Beyond matrix multiplication and bilinear operations, a growing amount of research studies the use of optimization and machine learning to improve the efficiency of computational operations. There are three levels of abstractions at which this can be done: (1) in the hardware design, for example, chip floor planning50, (2) at the hardware–software interface, for example, program super-optimization of a reference implementation for specific hardware51, and (3) on the algorithmic level, for example, program induction52, algorithm selection53 or meta-learning54. Our work focuses on the algorithmic level of abstraction, although AlphaTensor is also flexible to discover efficient algorithms for specific hardware. Different from previous works, we focus on discovering matrix multiplication algorithms that are provably correct, without requiring initial reference implementations.
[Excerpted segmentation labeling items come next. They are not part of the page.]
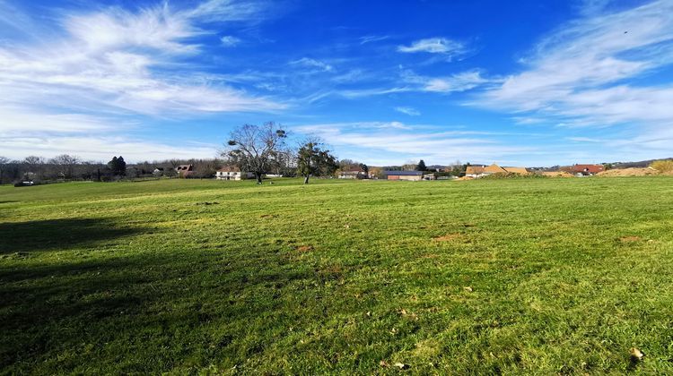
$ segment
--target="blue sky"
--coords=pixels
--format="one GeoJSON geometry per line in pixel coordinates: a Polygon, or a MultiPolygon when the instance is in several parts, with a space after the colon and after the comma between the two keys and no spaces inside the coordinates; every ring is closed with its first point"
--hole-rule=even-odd
{"type": "Polygon", "coordinates": [[[0,155],[369,165],[673,156],[673,1],[0,0],[0,155]]]}

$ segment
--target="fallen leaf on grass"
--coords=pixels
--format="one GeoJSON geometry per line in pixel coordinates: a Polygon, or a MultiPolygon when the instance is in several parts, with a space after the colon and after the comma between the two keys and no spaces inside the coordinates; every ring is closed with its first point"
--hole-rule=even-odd
{"type": "Polygon", "coordinates": [[[642,352],[638,349],[638,347],[631,347],[629,349],[629,354],[631,355],[631,360],[634,362],[639,362],[642,361],[642,358],[645,356],[642,352]]]}
{"type": "Polygon", "coordinates": [[[394,365],[395,367],[398,367],[398,368],[399,368],[400,370],[408,370],[408,369],[409,369],[409,364],[405,364],[405,363],[399,363],[399,362],[396,363],[395,363],[395,364],[393,364],[393,365],[394,365]]]}

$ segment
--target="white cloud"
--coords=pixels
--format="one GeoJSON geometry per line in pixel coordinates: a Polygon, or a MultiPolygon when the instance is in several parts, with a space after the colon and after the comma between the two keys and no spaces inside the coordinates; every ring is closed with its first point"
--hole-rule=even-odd
{"type": "Polygon", "coordinates": [[[514,160],[529,156],[535,148],[503,144],[491,136],[501,133],[470,131],[435,131],[419,132],[427,125],[363,122],[306,124],[293,127],[305,134],[319,134],[329,144],[347,156],[367,155],[370,164],[399,164],[407,159],[423,158],[432,163],[449,163],[456,159],[476,161],[514,160]],[[376,156],[376,157],[372,157],[376,156]]]}
{"type": "Polygon", "coordinates": [[[409,116],[418,116],[421,115],[420,111],[413,107],[395,107],[395,111],[401,112],[402,114],[408,115],[409,116]]]}
{"type": "Polygon", "coordinates": [[[240,43],[240,38],[232,35],[225,35],[220,38],[222,45],[226,47],[236,47],[240,43]]]}
{"type": "Polygon", "coordinates": [[[128,162],[147,159],[213,158],[217,146],[204,146],[181,142],[168,145],[156,141],[130,140],[127,137],[83,135],[43,135],[4,137],[0,134],[3,154],[12,158],[28,155],[52,158],[59,154],[74,154],[94,161],[108,161],[112,156],[124,156],[128,162]]]}
{"type": "Polygon", "coordinates": [[[524,72],[473,104],[555,117],[571,126],[669,126],[673,82],[632,80],[673,64],[673,3],[589,14],[544,39],[525,60],[524,72]]]}
{"type": "Polygon", "coordinates": [[[467,71],[446,77],[421,76],[412,71],[402,73],[404,81],[414,84],[416,90],[450,93],[466,91],[497,80],[482,77],[479,71],[467,71]]]}
{"type": "Polygon", "coordinates": [[[398,46],[398,51],[405,53],[425,52],[429,54],[444,54],[458,56],[467,52],[461,42],[446,38],[430,38],[416,40],[409,46],[398,46]]]}
{"type": "Polygon", "coordinates": [[[302,57],[299,60],[290,62],[290,64],[293,65],[299,65],[307,68],[317,68],[318,70],[322,72],[334,71],[334,67],[332,65],[319,60],[311,59],[310,57],[302,57]]]}
{"type": "Polygon", "coordinates": [[[360,45],[365,45],[367,43],[373,43],[373,42],[379,42],[381,40],[388,39],[388,35],[366,35],[364,37],[360,37],[360,45]]]}
{"type": "MultiPolygon", "coordinates": [[[[127,134],[148,116],[188,118],[287,107],[211,79],[187,63],[200,53],[195,38],[214,34],[204,25],[257,20],[257,4],[210,0],[193,9],[175,9],[168,2],[136,12],[96,9],[54,11],[57,23],[42,25],[40,35],[0,47],[4,154],[213,157],[213,148],[190,146],[186,138],[172,147],[127,134]]],[[[0,23],[7,23],[5,18],[0,23]]]]}

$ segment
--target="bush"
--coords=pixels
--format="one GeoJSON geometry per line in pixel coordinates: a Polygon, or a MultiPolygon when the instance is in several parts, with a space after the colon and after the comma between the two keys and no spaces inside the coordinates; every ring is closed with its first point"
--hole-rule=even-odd
{"type": "Polygon", "coordinates": [[[650,167],[660,173],[670,173],[673,172],[673,159],[655,160],[650,167]]]}
{"type": "Polygon", "coordinates": [[[21,181],[21,182],[14,182],[15,187],[30,187],[32,185],[38,185],[38,182],[27,182],[27,181],[21,181]]]}

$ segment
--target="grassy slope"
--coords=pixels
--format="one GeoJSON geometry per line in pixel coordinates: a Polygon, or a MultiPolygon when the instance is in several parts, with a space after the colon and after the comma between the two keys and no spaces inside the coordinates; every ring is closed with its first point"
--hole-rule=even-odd
{"type": "Polygon", "coordinates": [[[3,186],[0,239],[4,372],[673,372],[673,178],[3,186]]]}

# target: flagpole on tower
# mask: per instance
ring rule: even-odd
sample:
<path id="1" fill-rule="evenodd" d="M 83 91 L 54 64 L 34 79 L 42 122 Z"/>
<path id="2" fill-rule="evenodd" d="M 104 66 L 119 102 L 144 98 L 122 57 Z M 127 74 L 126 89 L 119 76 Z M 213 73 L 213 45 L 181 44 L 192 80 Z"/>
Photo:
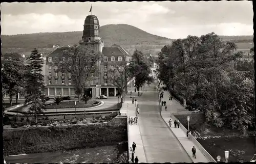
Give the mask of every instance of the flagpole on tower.
<path id="1" fill-rule="evenodd" d="M 92 5 L 91 5 L 91 9 L 89 12 L 91 12 L 91 15 L 93 15 Z"/>

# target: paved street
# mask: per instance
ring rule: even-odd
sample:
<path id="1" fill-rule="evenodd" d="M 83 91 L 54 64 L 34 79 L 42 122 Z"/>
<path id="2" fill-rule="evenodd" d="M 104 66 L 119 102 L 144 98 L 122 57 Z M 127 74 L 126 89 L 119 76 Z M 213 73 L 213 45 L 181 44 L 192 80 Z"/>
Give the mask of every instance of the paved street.
<path id="1" fill-rule="evenodd" d="M 161 86 L 160 88 L 163 86 Z M 167 106 L 167 111 L 165 111 L 164 105 L 161 106 L 162 108 L 161 115 L 166 124 L 168 124 L 168 122 L 170 119 L 170 113 L 178 113 L 187 111 L 184 106 L 181 105 L 179 102 L 173 98 L 172 100 L 169 100 L 169 96 L 170 94 L 168 91 L 164 91 L 163 98 L 161 99 L 161 101 L 165 101 L 167 102 L 166 106 Z M 191 149 L 193 146 L 195 146 L 197 150 L 197 158 L 192 158 L 194 162 L 209 162 L 209 161 L 205 157 L 203 154 L 200 151 L 199 148 L 196 145 L 194 145 L 193 142 L 187 139 L 186 137 L 186 131 L 184 131 L 180 127 L 174 127 L 174 119 L 172 118 L 172 125 L 170 127 L 172 131 L 177 136 L 178 140 L 183 146 L 184 149 L 187 153 L 192 157 L 192 153 Z M 178 120 L 177 120 L 178 121 Z"/>
<path id="2" fill-rule="evenodd" d="M 146 161 L 192 162 L 186 151 L 161 118 L 158 94 L 154 87 L 153 84 L 149 87 L 146 86 L 145 92 L 138 98 L 140 108 L 138 122 Z"/>

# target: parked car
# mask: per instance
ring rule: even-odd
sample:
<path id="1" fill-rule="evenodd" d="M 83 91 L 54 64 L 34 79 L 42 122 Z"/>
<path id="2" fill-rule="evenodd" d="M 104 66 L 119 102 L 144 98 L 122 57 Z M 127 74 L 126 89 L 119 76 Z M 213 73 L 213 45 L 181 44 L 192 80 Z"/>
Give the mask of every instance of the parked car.
<path id="1" fill-rule="evenodd" d="M 71 97 L 70 97 L 69 96 L 63 97 L 62 98 L 62 100 L 71 100 Z"/>
<path id="2" fill-rule="evenodd" d="M 97 97 L 96 99 L 104 99 L 108 98 L 105 95 L 100 95 L 99 96 Z"/>

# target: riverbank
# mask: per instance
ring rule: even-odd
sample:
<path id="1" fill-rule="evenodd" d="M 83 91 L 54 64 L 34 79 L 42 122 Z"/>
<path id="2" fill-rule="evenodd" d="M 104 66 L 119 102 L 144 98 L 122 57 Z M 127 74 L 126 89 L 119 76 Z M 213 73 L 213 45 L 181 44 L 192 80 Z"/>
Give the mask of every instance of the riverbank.
<path id="1" fill-rule="evenodd" d="M 127 142 L 125 120 L 118 120 L 116 123 L 114 120 L 110 124 L 5 130 L 5 156 L 69 151 Z"/>
<path id="2" fill-rule="evenodd" d="M 116 163 L 118 153 L 116 145 L 73 151 L 29 154 L 5 158 L 11 163 Z"/>

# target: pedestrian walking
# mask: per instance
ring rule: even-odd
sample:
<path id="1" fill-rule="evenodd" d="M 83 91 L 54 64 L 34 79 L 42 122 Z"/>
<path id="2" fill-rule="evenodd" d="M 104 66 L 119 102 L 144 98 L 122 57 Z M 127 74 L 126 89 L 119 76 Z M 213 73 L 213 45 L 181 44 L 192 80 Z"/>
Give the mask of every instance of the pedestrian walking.
<path id="1" fill-rule="evenodd" d="M 138 162 L 139 162 L 139 159 L 138 159 L 137 156 L 136 156 L 135 159 L 134 159 L 134 161 L 135 161 L 135 163 L 138 163 Z"/>
<path id="2" fill-rule="evenodd" d="M 176 121 L 176 120 L 174 121 L 174 127 L 176 128 L 176 127 L 177 127 L 177 121 Z"/>
<path id="3" fill-rule="evenodd" d="M 191 139 L 191 135 L 192 135 L 191 133 L 191 131 L 189 131 L 189 132 L 188 133 L 188 140 L 190 140 Z"/>
<path id="4" fill-rule="evenodd" d="M 195 158 L 196 158 L 197 157 L 196 157 L 196 152 L 197 152 L 197 150 L 196 150 L 196 148 L 195 147 L 195 146 L 193 146 L 193 147 L 192 148 L 192 157 L 194 157 L 195 156 Z"/>
<path id="5" fill-rule="evenodd" d="M 172 120 L 170 119 L 170 120 L 169 120 L 169 121 L 168 122 L 168 123 L 169 123 L 169 126 L 170 127 L 172 126 Z"/>
<path id="6" fill-rule="evenodd" d="M 134 152 L 133 152 L 132 153 L 132 161 L 133 162 L 133 163 L 134 163 Z"/>
<path id="7" fill-rule="evenodd" d="M 136 144 L 135 144 L 135 143 L 134 142 L 133 142 L 133 145 L 132 145 L 132 146 L 133 147 L 133 152 L 135 152 L 135 148 L 137 147 L 136 147 Z"/>

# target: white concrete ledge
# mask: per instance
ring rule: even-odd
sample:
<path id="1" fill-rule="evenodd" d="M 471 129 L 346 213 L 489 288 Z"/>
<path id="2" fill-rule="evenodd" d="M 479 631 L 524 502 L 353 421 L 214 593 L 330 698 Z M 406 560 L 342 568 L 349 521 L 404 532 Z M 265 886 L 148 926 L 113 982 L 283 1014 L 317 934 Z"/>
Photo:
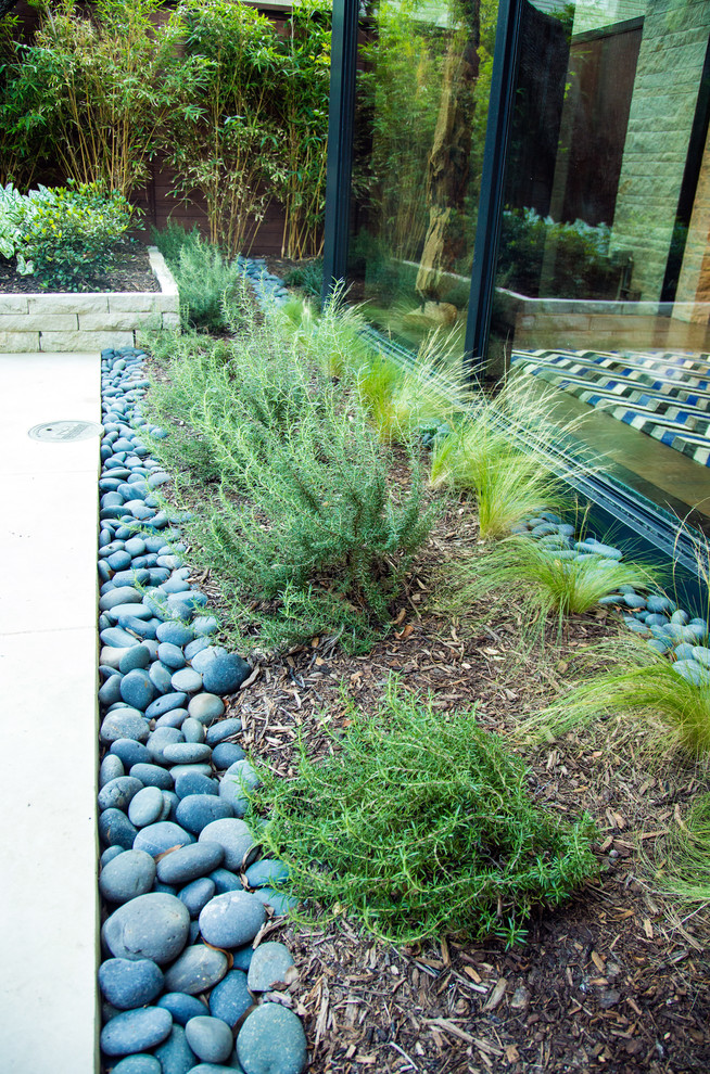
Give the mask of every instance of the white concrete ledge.
<path id="1" fill-rule="evenodd" d="M 180 325 L 177 284 L 156 246 L 148 247 L 160 291 L 0 294 L 0 351 L 85 351 L 132 347 L 137 331 Z"/>

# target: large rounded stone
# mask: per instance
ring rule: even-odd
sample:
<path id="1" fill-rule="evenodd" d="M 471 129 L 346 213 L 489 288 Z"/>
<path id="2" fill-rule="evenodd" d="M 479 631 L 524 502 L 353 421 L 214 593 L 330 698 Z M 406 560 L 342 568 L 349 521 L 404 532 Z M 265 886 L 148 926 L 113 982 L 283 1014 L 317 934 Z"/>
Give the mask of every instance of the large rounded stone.
<path id="1" fill-rule="evenodd" d="M 139 895 L 125 903 L 111 915 L 102 930 L 104 943 L 115 958 L 149 958 L 159 966 L 178 957 L 189 933 L 187 907 L 175 895 L 162 892 Z"/>
<path id="2" fill-rule="evenodd" d="M 251 992 L 270 992 L 275 984 L 286 981 L 293 958 L 284 944 L 259 944 L 252 956 L 246 983 Z"/>
<path id="3" fill-rule="evenodd" d="M 214 947 L 250 943 L 266 920 L 264 905 L 249 892 L 226 892 L 210 899 L 200 913 L 200 932 Z"/>
<path id="4" fill-rule="evenodd" d="M 141 1007 L 116 1014 L 101 1031 L 101 1050 L 106 1056 L 130 1056 L 154 1048 L 170 1034 L 173 1018 L 161 1007 Z"/>
<path id="5" fill-rule="evenodd" d="M 166 854 L 157 862 L 157 879 L 164 884 L 188 884 L 212 872 L 225 856 L 219 843 L 193 843 Z"/>
<path id="6" fill-rule="evenodd" d="M 200 842 L 220 843 L 225 848 L 225 866 L 227 869 L 241 869 L 242 862 L 249 865 L 257 854 L 257 846 L 243 820 L 230 817 L 224 820 L 213 820 L 200 832 Z"/>
<path id="7" fill-rule="evenodd" d="M 301 1074 L 306 1065 L 301 1020 L 280 1003 L 263 1003 L 244 1019 L 237 1057 L 245 1074 Z"/>
<path id="8" fill-rule="evenodd" d="M 163 988 L 163 971 L 147 958 L 110 958 L 99 967 L 99 987 L 118 1010 L 132 1010 L 155 999 Z"/>
<path id="9" fill-rule="evenodd" d="M 242 970 L 230 970 L 210 993 L 210 1013 L 233 1028 L 253 1002 L 246 987 L 246 974 Z"/>
<path id="10" fill-rule="evenodd" d="M 205 1063 L 223 1063 L 233 1048 L 231 1028 L 218 1018 L 192 1018 L 185 1027 L 188 1044 Z"/>
<path id="11" fill-rule="evenodd" d="M 125 851 L 101 870 L 99 888 L 110 903 L 128 903 L 147 895 L 155 880 L 155 861 L 144 851 Z"/>
<path id="12" fill-rule="evenodd" d="M 187 908 L 182 907 L 182 909 L 189 921 L 190 915 Z M 165 987 L 169 992 L 186 992 L 188 996 L 196 996 L 221 981 L 228 964 L 224 951 L 215 951 L 204 944 L 187 947 L 166 971 Z"/>

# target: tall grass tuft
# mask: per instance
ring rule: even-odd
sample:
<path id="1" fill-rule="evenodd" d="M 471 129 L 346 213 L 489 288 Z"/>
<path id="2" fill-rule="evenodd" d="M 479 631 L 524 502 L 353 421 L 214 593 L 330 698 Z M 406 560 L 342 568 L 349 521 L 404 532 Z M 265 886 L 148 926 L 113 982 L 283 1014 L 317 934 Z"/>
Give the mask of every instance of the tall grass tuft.
<path id="1" fill-rule="evenodd" d="M 597 865 L 594 829 L 541 808 L 529 772 L 476 709 L 442 712 L 388 683 L 379 711 L 350 705 L 346 736 L 297 773 L 261 771 L 249 821 L 288 862 L 290 890 L 345 908 L 393 943 L 445 933 L 521 941 Z"/>
<path id="2" fill-rule="evenodd" d="M 710 679 L 688 681 L 670 661 L 634 638 L 617 638 L 591 648 L 585 662 L 611 665 L 593 672 L 545 711 L 525 720 L 523 734 L 559 736 L 618 715 L 645 721 L 659 750 L 693 757 L 710 751 Z M 662 728 L 658 734 L 659 725 Z"/>
<path id="3" fill-rule="evenodd" d="M 439 606 L 465 612 L 484 597 L 492 597 L 493 608 L 512 601 L 521 605 L 528 642 L 543 641 L 546 630 L 559 640 L 569 615 L 588 612 L 621 585 L 648 588 L 657 581 L 657 573 L 641 564 L 601 555 L 576 560 L 565 553 L 532 537 L 506 537 L 442 571 Z"/>

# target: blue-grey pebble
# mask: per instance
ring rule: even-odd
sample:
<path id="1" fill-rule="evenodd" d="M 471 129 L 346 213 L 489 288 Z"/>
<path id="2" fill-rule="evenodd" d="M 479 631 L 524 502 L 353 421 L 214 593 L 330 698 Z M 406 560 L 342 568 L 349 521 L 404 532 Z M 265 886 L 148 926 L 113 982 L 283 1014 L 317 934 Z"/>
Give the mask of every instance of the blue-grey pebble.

We conclude by relating our work broadly to existing reinforcement learning methods for scientific discovery. Within mathematics, reinforcement learning was applied, for example, to theorem proving55,56,57,58, and to finding counterexamples refuting conjectures in combinatorics and graph theory59. Reinforcement learning was further shown to be useful in many areas in science, such as molecular design60,61 and synthesis62 and optimizing quantum dynamics63.